Dietmar Dath (born 3 April 1970) is a German author, journalist and translator.

Life
Born in Rheinfelden, Dath grew up in Schopfheim, Germany, and finished high school in Freiburg. After civilian service he studied German studies and physics in Freiburg. He lives in Freiburg, Frankfurt and Leipzig.
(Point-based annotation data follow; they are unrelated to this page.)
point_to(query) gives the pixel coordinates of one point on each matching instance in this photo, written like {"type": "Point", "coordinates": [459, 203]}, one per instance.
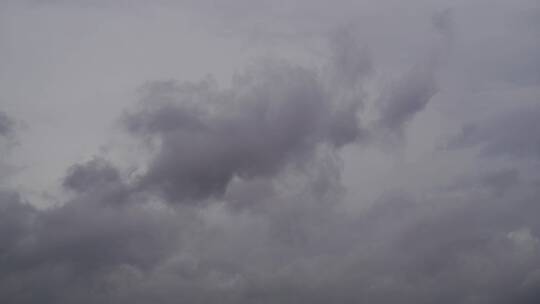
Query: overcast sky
{"type": "Point", "coordinates": [301, 151]}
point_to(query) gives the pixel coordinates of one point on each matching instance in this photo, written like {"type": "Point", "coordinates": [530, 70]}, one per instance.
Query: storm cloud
{"type": "Point", "coordinates": [192, 152]}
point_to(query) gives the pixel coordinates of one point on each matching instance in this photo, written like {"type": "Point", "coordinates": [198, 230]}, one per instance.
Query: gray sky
{"type": "Point", "coordinates": [269, 151]}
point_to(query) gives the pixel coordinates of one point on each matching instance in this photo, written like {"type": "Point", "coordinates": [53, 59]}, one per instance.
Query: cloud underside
{"type": "Point", "coordinates": [242, 198]}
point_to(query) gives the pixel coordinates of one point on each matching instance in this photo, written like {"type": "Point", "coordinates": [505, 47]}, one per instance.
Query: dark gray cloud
{"type": "Point", "coordinates": [274, 116]}
{"type": "Point", "coordinates": [513, 133]}
{"type": "Point", "coordinates": [242, 199]}
{"type": "Point", "coordinates": [6, 124]}
{"type": "Point", "coordinates": [408, 96]}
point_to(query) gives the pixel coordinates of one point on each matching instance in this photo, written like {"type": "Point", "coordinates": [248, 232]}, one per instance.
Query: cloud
{"type": "Point", "coordinates": [6, 124]}
{"type": "Point", "coordinates": [243, 197]}
{"type": "Point", "coordinates": [275, 116]}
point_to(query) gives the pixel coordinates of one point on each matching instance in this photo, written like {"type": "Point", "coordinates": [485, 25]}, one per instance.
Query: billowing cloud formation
{"type": "Point", "coordinates": [274, 116]}
{"type": "Point", "coordinates": [274, 189]}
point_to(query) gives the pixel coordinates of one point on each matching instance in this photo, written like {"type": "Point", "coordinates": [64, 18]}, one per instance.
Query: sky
{"type": "Point", "coordinates": [260, 152]}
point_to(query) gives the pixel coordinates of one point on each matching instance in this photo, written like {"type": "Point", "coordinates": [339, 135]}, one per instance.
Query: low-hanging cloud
{"type": "Point", "coordinates": [274, 189]}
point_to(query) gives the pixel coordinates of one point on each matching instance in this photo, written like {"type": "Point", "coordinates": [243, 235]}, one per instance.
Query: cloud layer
{"type": "Point", "coordinates": [279, 187]}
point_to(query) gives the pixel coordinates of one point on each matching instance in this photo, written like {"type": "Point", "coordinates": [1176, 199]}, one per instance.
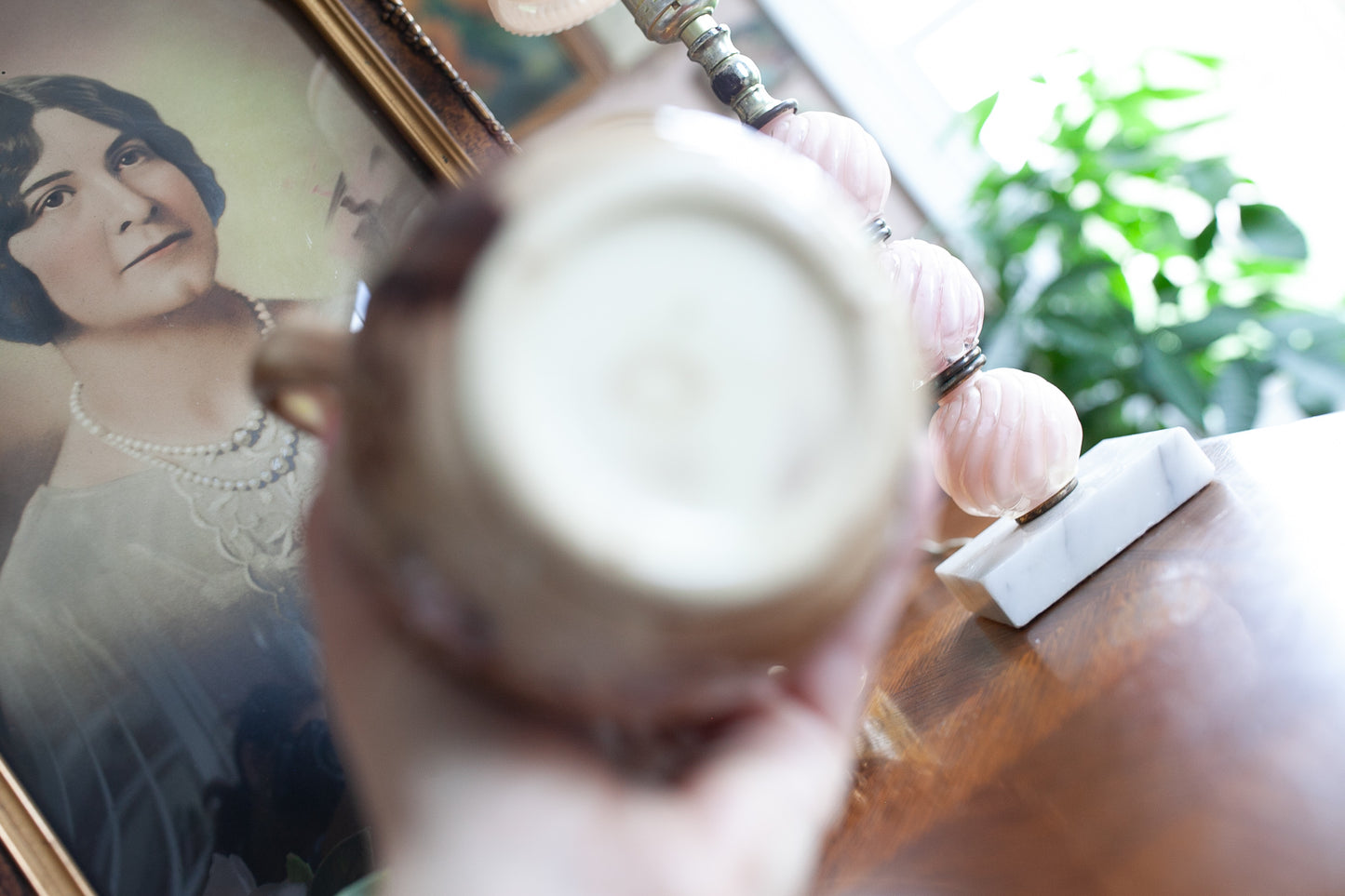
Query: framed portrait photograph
{"type": "Point", "coordinates": [178, 178]}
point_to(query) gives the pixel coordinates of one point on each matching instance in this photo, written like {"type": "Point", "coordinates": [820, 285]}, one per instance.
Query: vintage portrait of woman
{"type": "Point", "coordinates": [160, 694]}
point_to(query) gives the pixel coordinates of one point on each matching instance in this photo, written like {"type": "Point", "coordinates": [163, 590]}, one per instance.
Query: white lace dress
{"type": "Point", "coordinates": [136, 621]}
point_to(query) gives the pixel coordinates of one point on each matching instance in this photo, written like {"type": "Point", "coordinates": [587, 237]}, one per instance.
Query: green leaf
{"type": "Point", "coordinates": [1204, 241]}
{"type": "Point", "coordinates": [1220, 322]}
{"type": "Point", "coordinates": [298, 871]}
{"type": "Point", "coordinates": [979, 114]}
{"type": "Point", "coordinates": [1173, 382]}
{"type": "Point", "coordinates": [1318, 382]}
{"type": "Point", "coordinates": [1209, 62]}
{"type": "Point", "coordinates": [1238, 393]}
{"type": "Point", "coordinates": [1272, 233]}
{"type": "Point", "coordinates": [1211, 180]}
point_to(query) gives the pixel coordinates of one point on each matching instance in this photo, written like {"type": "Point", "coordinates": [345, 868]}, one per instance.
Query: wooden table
{"type": "Point", "coordinates": [1175, 726]}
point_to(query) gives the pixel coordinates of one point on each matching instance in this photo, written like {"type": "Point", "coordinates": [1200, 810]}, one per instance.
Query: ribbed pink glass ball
{"type": "Point", "coordinates": [1005, 441]}
{"type": "Point", "coordinates": [845, 151]}
{"type": "Point", "coordinates": [948, 307]}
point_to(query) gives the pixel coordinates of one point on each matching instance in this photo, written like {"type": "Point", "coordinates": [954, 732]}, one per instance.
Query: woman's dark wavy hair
{"type": "Point", "coordinates": [27, 314]}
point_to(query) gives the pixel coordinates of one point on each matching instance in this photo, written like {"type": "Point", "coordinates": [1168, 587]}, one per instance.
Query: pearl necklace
{"type": "Point", "coordinates": [245, 436]}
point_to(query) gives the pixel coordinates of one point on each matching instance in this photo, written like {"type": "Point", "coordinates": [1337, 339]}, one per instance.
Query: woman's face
{"type": "Point", "coordinates": [115, 234]}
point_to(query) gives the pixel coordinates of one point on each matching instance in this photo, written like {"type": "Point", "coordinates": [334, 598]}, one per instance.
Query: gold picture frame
{"type": "Point", "coordinates": [401, 84]}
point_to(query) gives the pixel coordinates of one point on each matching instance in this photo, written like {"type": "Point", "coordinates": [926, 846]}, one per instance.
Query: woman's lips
{"type": "Point", "coordinates": [159, 247]}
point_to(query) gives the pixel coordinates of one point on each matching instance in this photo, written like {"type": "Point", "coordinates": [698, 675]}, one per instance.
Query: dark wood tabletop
{"type": "Point", "coordinates": [1176, 724]}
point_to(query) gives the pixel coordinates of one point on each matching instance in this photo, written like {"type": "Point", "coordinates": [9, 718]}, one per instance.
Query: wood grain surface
{"type": "Point", "coordinates": [1175, 726]}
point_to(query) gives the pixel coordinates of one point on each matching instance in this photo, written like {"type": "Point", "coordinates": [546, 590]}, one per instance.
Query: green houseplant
{"type": "Point", "coordinates": [1146, 281]}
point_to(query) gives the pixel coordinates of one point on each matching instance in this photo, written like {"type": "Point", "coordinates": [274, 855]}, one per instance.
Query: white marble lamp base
{"type": "Point", "coordinates": [1012, 572]}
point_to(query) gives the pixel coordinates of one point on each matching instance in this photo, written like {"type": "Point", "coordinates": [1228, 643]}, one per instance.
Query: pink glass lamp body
{"type": "Point", "coordinates": [1003, 441]}
{"type": "Point", "coordinates": [948, 308]}
{"type": "Point", "coordinates": [843, 150]}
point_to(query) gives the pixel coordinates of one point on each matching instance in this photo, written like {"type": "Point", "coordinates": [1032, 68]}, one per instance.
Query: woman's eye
{"type": "Point", "coordinates": [53, 199]}
{"type": "Point", "coordinates": [130, 155]}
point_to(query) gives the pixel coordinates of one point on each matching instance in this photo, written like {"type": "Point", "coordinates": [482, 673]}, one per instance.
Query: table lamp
{"type": "Point", "coordinates": [1005, 443]}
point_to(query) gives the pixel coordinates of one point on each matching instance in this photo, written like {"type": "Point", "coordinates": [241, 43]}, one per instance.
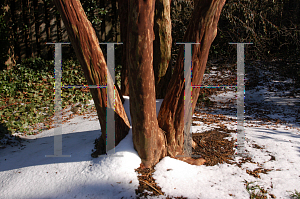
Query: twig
{"type": "Point", "coordinates": [151, 187]}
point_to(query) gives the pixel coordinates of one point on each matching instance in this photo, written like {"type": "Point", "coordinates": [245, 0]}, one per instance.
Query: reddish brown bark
{"type": "Point", "coordinates": [148, 138]}
{"type": "Point", "coordinates": [123, 13]}
{"type": "Point", "coordinates": [162, 46]}
{"type": "Point", "coordinates": [86, 45]}
{"type": "Point", "coordinates": [202, 29]}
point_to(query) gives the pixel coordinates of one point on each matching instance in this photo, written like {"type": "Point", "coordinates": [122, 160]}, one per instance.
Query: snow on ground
{"type": "Point", "coordinates": [25, 172]}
Since 1990 he has published articles and short stories in German and international newspapers and magazines on sociological, philosophical and cultural topics. Besides his real name, he has been known to use pseudonyms such as "David Dalek", "Dagmar Dath" or "Dieter Draht". In his early career he translated works by Joe Lansdale, Kodwo Eshun and Buddy Giovinazzo into German. Dath was chief editor of the magazine Spex from 1998 to 2000. From 2001 to 2007 he was an editor for the Arts section at the Frankfurter Allgemeine Zeitung. Apart from writing novels and book-length essays, since 2009 he has worked on several projects with musicians such as Kammerflimmer Kollektief, Mouse on Mars and Jens Friebe. After a professional break during which he wrote novels, two plays and some poetry, in September 2011 he returned as a full-time Arts section editor and film critic to the Frankfurter Allgemeine Zeitung.

Literary works
Dath's first books were published in the mid-nineties by various small publishers such as Verbrecher Verlag, SuKuLTuR, Edition Phantasia and later Hablizel. In 2003 Dath published Höhenrausch at the Eichborn-Verlag (now at Rowohlt) and since 2005 he has been with the Suhrkamp Verlag. In 2008 his science fiction novel Abschaffung der Arten (translated by Samuel P. Willcocks into English as Abolition of the Species) was shortlisted for the German Book Prize. Furthermore, the novel was awarded 2009 the Kurd Laßwitz Award. In 2013 he received the Kurd Laßwitz Award a second time for his novel Pulsarnacht. Translations of Dietmar Dath's works (mainly novels) have appeared in Russian, Greek, Korean, Polish, and English.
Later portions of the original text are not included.